Let \(N_c(t)\) denote the total confirmed cases per million at time t. Then the doubling time \(\kappa (t)\) at time t is the length of time necessary for the cumulative cases per million to double. In other words, \(\kappa (t)\) is defined explicitly by the relation

$$\begin{aligned} \frac{N_c(t+\kappa (t))}{N_c(t)}=2. \end{aligned}$$
(8)

By a first order Taylor series expansion, a linear approximation of the numerator in (8) is

$$\begin{aligned} N_c(t+\kappa (t)) \approx N_c(t) + \frac{d}{dt}N_c(t) \kappa (t). \end{aligned}$$
(9)

The approximation in (9) together with the fact that \(N_c(t+\kappa (t))=2N_c(t)\) leads to

$$\begin{aligned} \kappa (t)=\frac{N_c(t)}{\frac{d}{dt}N_c(t)}=\frac{1}{\frac{d}{dt} C(t)}, \end{aligned}$$

where the representation in terms of C(t) follows from the substitution \(C(t)=\log _{10}\left( N_c(t) \right)\).

The doubling rate \(\gamma (t)\) is defined as

$$\begin{aligned} \gamma (t)=\frac{1}{\kappa (t)}=\frac{d}{dt} C(t). \end{aligned}$$

The doubling rate quantifies the rate of spread, with lower doubling rates corresponding to longer doubling times. This naturally leads us to model the empirical dynamics of the process C(t) by

$$\begin{aligned} \gamma (t)=\frac{d}{dt}C(t)= \beta _0(t)+ \beta _1(t) C(t)+ \beta _2(t) P+ \beta _3(t) A + \beta _4(t) W(t-\Delta )+ Z(t) \end{aligned}$$
(10)

for \(t>\Delta\) where P represents population density, A represents the fraction of the population over age 65, \(W(t-\Delta )\) denotes the percentage change from baseline of workplace mobility patterns at time \(t-\Delta\), and Z(t) denotes a mean zero stochastic drift process.
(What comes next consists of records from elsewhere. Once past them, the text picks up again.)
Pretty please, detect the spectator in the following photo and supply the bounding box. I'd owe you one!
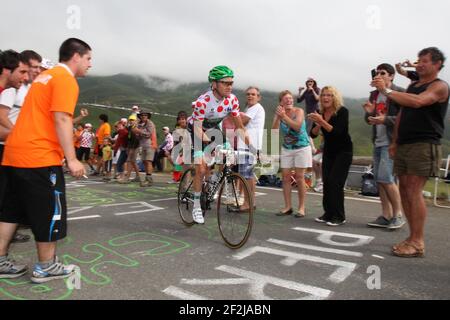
[154,127,174,171]
[169,111,191,183]
[136,112,157,187]
[113,119,128,179]
[363,63,405,229]
[372,47,449,258]
[272,90,312,218]
[395,60,419,81]
[234,87,266,212]
[118,114,141,183]
[76,123,95,172]
[73,123,84,154]
[312,133,323,192]
[102,138,113,181]
[308,86,353,226]
[297,78,320,134]
[0,38,91,284]
[93,114,111,175]
[40,58,55,72]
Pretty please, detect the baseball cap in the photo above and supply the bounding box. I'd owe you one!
[41,58,55,70]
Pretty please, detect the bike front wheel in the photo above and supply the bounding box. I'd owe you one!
[217,173,254,249]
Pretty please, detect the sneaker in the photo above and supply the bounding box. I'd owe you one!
[327,220,347,227]
[139,180,150,187]
[11,232,31,243]
[387,216,406,230]
[314,215,328,223]
[192,208,205,224]
[367,216,390,228]
[131,176,141,182]
[31,257,78,283]
[314,183,323,192]
[0,258,27,279]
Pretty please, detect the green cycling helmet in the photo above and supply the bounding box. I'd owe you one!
[208,66,234,82]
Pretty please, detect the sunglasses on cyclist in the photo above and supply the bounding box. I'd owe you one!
[219,80,234,87]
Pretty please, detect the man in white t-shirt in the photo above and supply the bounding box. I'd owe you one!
[0,50,42,242]
[234,87,266,211]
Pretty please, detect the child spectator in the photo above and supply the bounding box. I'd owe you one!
[102,138,113,181]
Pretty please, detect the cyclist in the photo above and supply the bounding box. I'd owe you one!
[188,66,249,224]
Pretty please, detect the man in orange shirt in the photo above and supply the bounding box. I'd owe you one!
[0,38,91,283]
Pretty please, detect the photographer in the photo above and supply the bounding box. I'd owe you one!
[363,63,405,229]
[297,78,320,134]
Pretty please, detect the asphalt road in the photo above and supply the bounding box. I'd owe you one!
[0,175,450,300]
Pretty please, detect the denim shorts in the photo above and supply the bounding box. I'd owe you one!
[373,146,395,184]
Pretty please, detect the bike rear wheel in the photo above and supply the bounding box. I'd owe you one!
[216,173,254,249]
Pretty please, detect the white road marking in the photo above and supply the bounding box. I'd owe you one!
[216,265,332,300]
[67,215,101,220]
[267,239,363,257]
[67,206,93,215]
[96,201,164,216]
[149,197,178,202]
[163,286,209,300]
[293,227,375,247]
[256,186,380,203]
[233,246,357,283]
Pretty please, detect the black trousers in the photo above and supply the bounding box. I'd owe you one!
[322,152,353,222]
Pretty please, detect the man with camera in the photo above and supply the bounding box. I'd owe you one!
[372,47,449,258]
[363,63,405,229]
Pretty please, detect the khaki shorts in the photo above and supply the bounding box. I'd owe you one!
[127,148,138,162]
[141,148,155,162]
[394,142,442,177]
[280,146,312,169]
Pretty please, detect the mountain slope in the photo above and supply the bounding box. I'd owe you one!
[78,74,450,156]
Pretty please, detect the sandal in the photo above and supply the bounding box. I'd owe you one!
[275,208,293,216]
[294,210,305,218]
[392,241,425,258]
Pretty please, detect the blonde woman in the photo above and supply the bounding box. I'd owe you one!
[272,90,312,218]
[308,86,353,226]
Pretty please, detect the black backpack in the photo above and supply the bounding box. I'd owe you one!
[127,127,139,149]
[361,172,379,197]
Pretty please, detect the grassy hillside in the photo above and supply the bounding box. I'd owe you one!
[77,74,450,156]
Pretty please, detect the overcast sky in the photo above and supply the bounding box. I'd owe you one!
[0,0,450,97]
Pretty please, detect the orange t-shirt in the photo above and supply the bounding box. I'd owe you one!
[95,122,111,146]
[2,65,79,168]
[73,129,84,148]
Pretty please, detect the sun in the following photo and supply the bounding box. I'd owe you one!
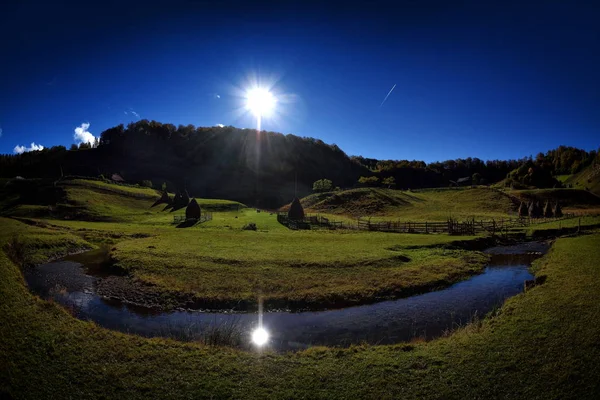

We use the data adaptive criterion described in Section S.5 of the Supplement to select an optimal choice of lag \(\Delta\), which for our analysis is 14 days. Figures 3 and 4 in Section S.7 of the Supplement illustrate the strong multi-collinearity among the different community mobility patterns, so we utilize only workplace mobility. Note that in (10) we model the doubling rate \(\gamma (t)\) instead of the doubling time \(\kappa (t)\), which circumvents the numerical issues involved with a vanishing \(\frac{d}{dt}C(t)\). For obtaining the observed doubling rate trajectories, we estimate the derivative of C(t) using local quadratic smoothing40,41 with a bandwidth of 2 days.

For doubling rate prediction, we consider the functional linear regression model42,43 that uses the entire history from \(t-13\) to \(t-1\) days,

$$\begin{aligned} \frac{d}{dt}C(t)= \beta _0(t)+ \int _{t-13}^{t-1}\beta _1(t,s) C(s)ds+ \int _{t-13}^{t-1}\beta _2(t,s) W(s)ds + Z(t). \end{aligned}$$
(11)

Further details can be found in Section S.5 of the Supplement.

Case fatality rates

The case fatality rate at time t is the ratio of the total death count and the total case count at that time. Letting \(N_d(t)\) denote the total death count per million at time t, the case fatality rate is \(\begin{aligned} \text {CFR}(t)=\frac{N_d(t)}{N_c(t)}. \end{aligned}\) For the dynamics of fatality rates, we consider the concurrent model

$$\begin{aligned} \frac{d}{dt}\text {CFR}(t)= \beta _0(t)+ \beta _1(t) \text {CFR}(t)+ \beta _2(t) P+ \beta _3(t) A + Z(t), \end{aligned}$$
(12)

where P, A, and Z are defined as in the previous section.